I absolutely support NIL for college athletes. The athletes do work that makes universities hundreds of millions of dollars, and they deserve to be compensated for that work.

But the current model simply isn't sustainable, in large part because of the increased burden placed directly on the shoulders of head coaches. You might look at those comments from National Championship contenders and want to yell Don Draper-style "THAT'S WHAT THE MONEY IS FOR", but for everyone, even a guy who has won back-to-back national championships, there's got to be a breaking point.

The massive cost involved with keeping players committed, rumors of near-constant tampering, unscrupulous hangers-on making promises that they can't keep has to be maddening for coaches, and that doesn't even begin to factor the time commitment involved with herding these particularly mangy cats. A finite amount of hours in a week means that at some point either coaches get on Centaurian time or quit.

(As a sidenote, this is also why I'm not surprised that Jim Harbaugh's name is now a frequent fixture in NFL coaching searches during the offseason: the dude wants sleep.)

The NCAA Transformation Committee on Tuesday recommended sweeping changes that included enhanced medical benefits for athletes that are a long time coming. However, in the same document, it referred to the legal uncertainties of NIL and employment status.

"We simply need a clear, stable framework under which to address [those issues]," the committee stated in the document. "Congress is the only entity that can grant that stability."

Anyway, as implied by that CBS Sports article from Dennis Dodd, the good news is that I don't think that NIL will continue to be the Wild Jittery West for too much longer. Congress may step in and make their own changes, but what can happen in the short term to alleviate a lot of this drama is for colleges and universities to be able to take a more active hand in player compensation in a way that is above board and publicly transparent.

As (ostensibly) public institutions, there's an opportunity here to bring in money in a way that isn't just a booster moving his checks from the glovebox to the front seat. But it will require a lot of oversight, and a lot of scrupulous people invested in making something like this work without having to route everything through a head coach.

Eventually, everyone involved is going to have to take an increased amount of responsibility.

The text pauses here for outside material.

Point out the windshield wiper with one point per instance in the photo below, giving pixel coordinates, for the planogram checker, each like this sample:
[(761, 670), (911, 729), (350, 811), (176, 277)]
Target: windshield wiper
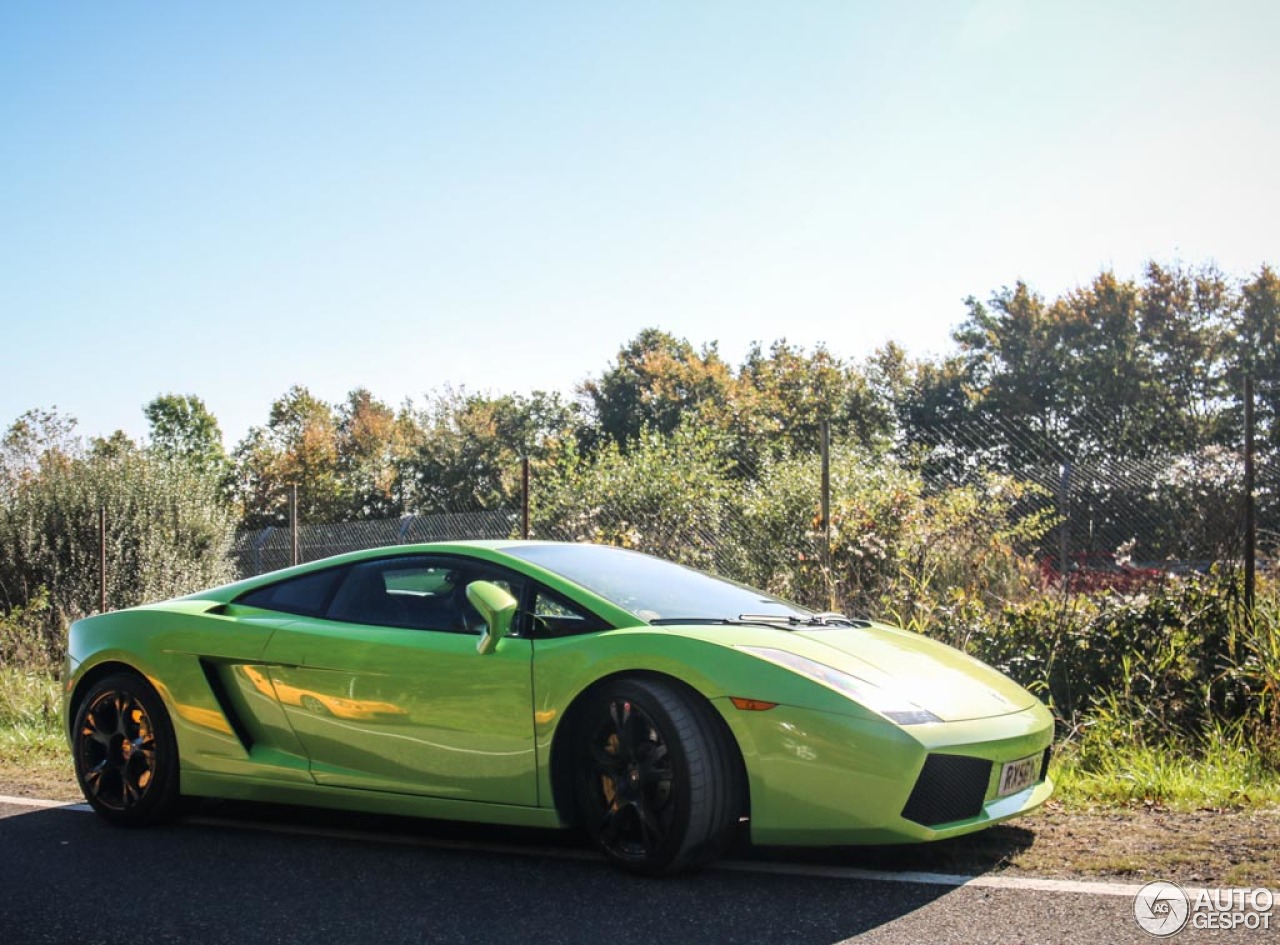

That means that universities will need to offer extended, guaranteed scholarships and benefits, but it also means that it's in the best interests of players as a whole to work together for said guarantees while also honoring terms of a contract. If this thing is going to work, everyone needs to have a stake in the game.

In any event, all of this now sits at the feet of college football head coaches, which is crazy. If there's anything about NIL that means the end of major college sports, it'll be the fracturing of a profession stretched too far.